Structural and functional disorders of the coronary circulation. CFR, coronary flow reserve; FFR, fractional flow reserve; IMR, index of microcirculatory resistance; HMR, hyperaemic microvascular resistance; ACh, Acetycholine; LVH, left ventricular hypertrophy

Figure 3

Clinical case demonstrating the utility of non-invasive and invasive diagnostic tests for coronary artery function. A 73-year-old woman presented with a 2-year history of typical Canadian cardiovascular society (CCS) class 2 angina. The patient had type 2 diabetes mellitus, an elevated body mass index and had previously been documented to have a normal invasive coronary angiogram 8 years previously.
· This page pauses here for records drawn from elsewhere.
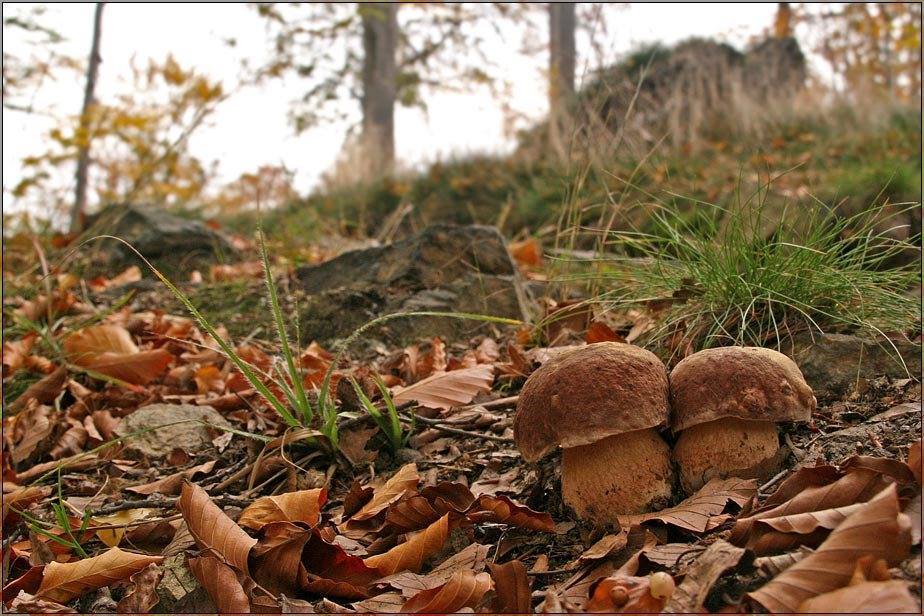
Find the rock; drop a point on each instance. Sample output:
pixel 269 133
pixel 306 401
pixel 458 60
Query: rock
pixel 174 245
pixel 443 268
pixel 832 363
pixel 191 437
Invasive coronary angiography (A,B) demonstrated unobstructed epicardial coronary arteries. In the left anterior descending artery, the fractional flow reserve (FFR) value was 0.95, consistent with no epicardial flow-limiting stenosis (C). The coronary flow reserve (CFR) was reduced (1.3, normal >2.0), and the index of microcirculatory resistance (IMR) was elevated (33 units, normal <25), indicative of impaired epicardial and microvascular vasodilation and increased microvascular resistance respectively (C). Coronary endothelial function assessment using graded intracoronary acetylcholine infusion revealed mild vasoconstriction (dashed line) consistent with endothelial dysfunction (D) compared with endothelial-independent function testing with intracoronary glyceryl trinitrate (E). There was inducible coronary vasospasm using 100 µg acetylcholine bolus over 20 s (not shown). The patient subsequently underwent adenosine stress perfusion CMR, which demonstrated an inducible circumferential subendocardial perfusion defect in the basal short axis slice (arrows) with adenosine stress (F), compared with the corresponding rest perfusion imaging (G). A pixel-wide fully quantitative myocardial blood flow analysis confirmed markedly reduced myocardial blood flow in the subendocardium with adenosine stress (H) compared with the corresponding rest perfusion image (I). A diagnosis of coronary microvascular dysfunction was made. The patient was symptomatically improved at 3-month follow-up after treatment with nebivolol, statin and ACE inhibitors was started. The CMR methods were provided by Andrew Arai and Li-Yueh Hsu, National Institutes of Health, MD.

Figure 4

Schematic illustration of the diagnostic work-up for SCS following exclusion of obstructive epicardial CAD. (1) Non-invasive diagnostic testing with multiparametric stress perfusion CMR imaging assessment demonstrating pixel-wide fully quantitative myocardial blood flow analysis from cardiac base to apex, cine imaging, native T1 parametric mapping and late gadolinium enhancement imaging. (2) Invasive diagnostic testing with (A) dual pressure-sensitive and temperature-sensitive coronary wire or coronary Doppler and pressure-sensitive wire, and (B) endothelial and vasospastic testing with intracoronary acetylcholine. CAD, coronary artery disease; CFR, coronary flow reserve; CMR, cardiac magnetic resonance; FFR, fractional flow reserve; HMR, hyperaemic microvascular resistance; iFR, instantaneous wave-free ratio; IMR, index of microcirculatory resistance; PET, positron emission tomography; SCS, stable coronary artery syndrome; TTDE, transthoracic Doppler echocardiography.